La somme de ces deux cotisations correspond au montant global de la contribution économique territoriale à payer par l'entreprise, qui peut faire ensuite l'objet d'une réduction, au titre du plafonnement de la valeur ajoutée, et de la réduction temporaire, pour accroissement de taxe, pour les entreprises qui existaient déjà avant 2010.
 
Les usines à gaz prolifèrent décidément comme du chiendent, et elles influent nécessairement sur les délocalisations d'entreprises.
 
Avec la disparition de la taxe professionnelle se profilait d'une façon dramatique l'équilibre des finances des collectivités locales.
 
SUPPRESSION DES DEPENSES
 
Si les acteurs au sommet avaient supprimé des dépenses étatiques, avec, en premier lieu, les dépenses les concernant personnellement, ils auraient pu conseiller fortement, dans cette occurrence, aux dirigeants des collectivités locales de faire de même. Supprimer les dépenses, c'eût été d'abord supprimer les montants extravagants qui profitent à ces élus, et aux dirigeants de ces collectivités ; il aurait aussi fallu tailler dans le vif de leurs activités soit inutiles, soit faisant double ou triple emploi avec d'autres. Le sinistre méfait aurait pu ainsi se transformer en bienfait. L'exemple nécessaire ne venant pas du sommet, les collectivités locales ont été tout simplement conduites à trouver d'autres ressources, sans ralentir en rien leurs dépenses, à la grande joie des élus et de leurs bureaucratie.
 
Rappelons que ces collectivités locales, dont l'importance s'est considérablement accrue suite aux deux décentralisations, sont largement à l'origine de la paupérisation de la France.
 
Un point important est à signaler avant de conclure, ce point n'étant jamais mis en lumière. Il est parfaitement vain de parler de simple réduction des dépenses publiques, et de simple réduction de la fiscalité. Ces objectifs sont parfaitement impossibles à atteindre, dans l'état d'esprit des politiques au sommet, et cela s'inscrit dans les échecs successifs des projets de réforme de l'État. A supposer qu'après des palabres interminables, et des délais insupportables, il puisse y avoir un résultat, celui-ci serait minime. En outre, si l'on parle, dans les deux cas, de simple réduction, on laisse en place la souche, dont les rejets vénéneux repousseront très vite.
 
UNE FEUILLE DE ROUTE
 
Un pouvoir « Libérateur » finira bien par arriver un jour sous les décombres du désastre français.
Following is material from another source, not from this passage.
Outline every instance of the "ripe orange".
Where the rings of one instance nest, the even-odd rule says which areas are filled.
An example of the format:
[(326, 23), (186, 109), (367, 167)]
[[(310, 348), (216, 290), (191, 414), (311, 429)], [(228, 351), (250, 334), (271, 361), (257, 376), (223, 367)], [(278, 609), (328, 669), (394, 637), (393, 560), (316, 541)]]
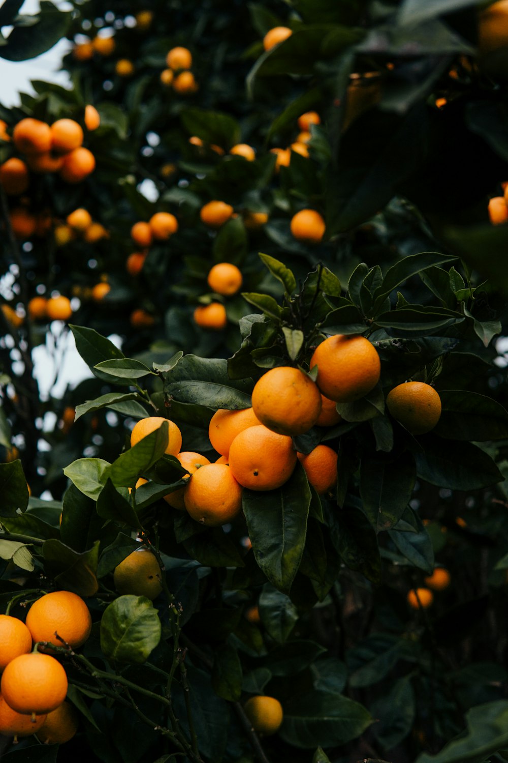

La feuille de route comporterait une direction impérative : suppression immédiate et complète de certains impôts particulièrement meurtriers, et de beaucoup de dépenses notablement idiotes. Les dépenses supprimées devront dépasser le montant des impôts supprimés, afin de conduire, avec d'autres éléments, à une régression de la dette.
 
La suppression totale des impôts signifie la disparition des déclarations, des réglementations, des bureaux, du personnel nécessaire et des contentieux. Celle des dépenses conduit aussi à la disparition de l'appareil d'État correspondant, avec en plus celle de l'effet négatif propre à une foule de dépenses inutiles.
 
Le public, à tous les niveaux de la société, ne pourra qu'applaudir, dès lors qu'il retrouvera très vite, grâce aux impôts supprimés et dans son niveau de vie, de l'argent dont il avait perdu le souvenir.